I have a very weird situation.
I am using traefik in docker, with 40+ other docker containers. Many of them are being proxied by Traefik 3.1.4. They all work great (for over a year) except one newer container that constantly stops working every 2-3 days and gives bad gateway errors. I am using the same configuration to hand out an SSL certificate and proxy the container.
Here's the bizarre part, if I restart traefik, the docker container, or any other container, the problem goes away and it's back up and responding again.
docker config for the container
networks:
- proxy
- vikunja
labels:
traefik.enable: true
traefik.http.routers.vikunja.rule: Host(`tasks.example.com`)
traefik.http.routers.vikunja.entrypoints: websecure
traefik.http.routers.vikunja.tls.certResolver: myresolver
networks:
proxy:
external: true
vikunja:
This is the same four lines I add to every docker container I require SSL for.
The container will work perfectly and very fast for 2-3 days, then one day it will stop responding and I will get a "bad gateway error" or it is just really slow to time out.
Initially I was restarting the container, and it fixed the problem. Then I realized restarting Traefik fixed the problem as well.

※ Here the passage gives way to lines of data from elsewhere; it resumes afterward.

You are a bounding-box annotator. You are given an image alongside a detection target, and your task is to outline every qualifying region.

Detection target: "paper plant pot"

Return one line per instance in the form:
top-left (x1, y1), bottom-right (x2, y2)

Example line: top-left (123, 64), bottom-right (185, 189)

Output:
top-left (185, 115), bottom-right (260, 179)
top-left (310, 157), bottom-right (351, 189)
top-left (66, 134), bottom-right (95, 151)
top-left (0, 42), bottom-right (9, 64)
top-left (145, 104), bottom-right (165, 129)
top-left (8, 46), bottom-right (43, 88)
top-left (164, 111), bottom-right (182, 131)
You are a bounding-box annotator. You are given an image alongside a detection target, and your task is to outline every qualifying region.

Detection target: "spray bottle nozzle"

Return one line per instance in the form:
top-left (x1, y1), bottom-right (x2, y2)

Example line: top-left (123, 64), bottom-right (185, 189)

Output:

Then I stopped another container I wasn't using anymore and I noticed it fixed the problem too. This makes me feel like it is traefik and not the container. But this is the only container that does it, all my other 25+ ssl proxied containers run flawless.
I have looked at the logs off the container and traefik, and no error messages or any messages at all. Traefik runs error free, the container stops updating logs after this happens (as It is likely not receiving traffic anymore).

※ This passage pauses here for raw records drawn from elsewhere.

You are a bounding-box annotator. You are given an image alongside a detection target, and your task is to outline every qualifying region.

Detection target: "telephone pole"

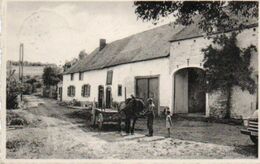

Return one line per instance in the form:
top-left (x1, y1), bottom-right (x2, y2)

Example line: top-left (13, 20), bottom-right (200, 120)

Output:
top-left (19, 43), bottom-right (24, 101)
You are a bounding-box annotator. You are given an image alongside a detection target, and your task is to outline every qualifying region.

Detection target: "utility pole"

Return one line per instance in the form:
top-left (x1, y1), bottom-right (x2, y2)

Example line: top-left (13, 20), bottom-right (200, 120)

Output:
top-left (19, 43), bottom-right (24, 101)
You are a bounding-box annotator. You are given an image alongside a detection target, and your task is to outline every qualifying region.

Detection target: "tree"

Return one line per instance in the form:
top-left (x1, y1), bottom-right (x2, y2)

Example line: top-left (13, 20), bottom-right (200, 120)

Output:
top-left (42, 67), bottom-right (60, 86)
top-left (134, 1), bottom-right (258, 33)
top-left (134, 1), bottom-right (258, 118)
top-left (202, 32), bottom-right (257, 118)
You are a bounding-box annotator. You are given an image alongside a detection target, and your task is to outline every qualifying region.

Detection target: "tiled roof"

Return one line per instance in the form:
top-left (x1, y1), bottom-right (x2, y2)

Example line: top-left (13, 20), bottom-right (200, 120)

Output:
top-left (64, 24), bottom-right (183, 74)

I'm completely lost as to what else to look at. It's bizarre it is only one container, and how doing anything that touches traefik seems to fix it for the next 2-3 days until it happens again. I've been using this setup for over a year, and it has worked fantastic for all the containers except for this one particular one.
When the problem happens, I have entered into the problem container, and confirmed it was still up and running, I could reach the app when using it's internal local docker ip and port, but I just can't via traefik proxy.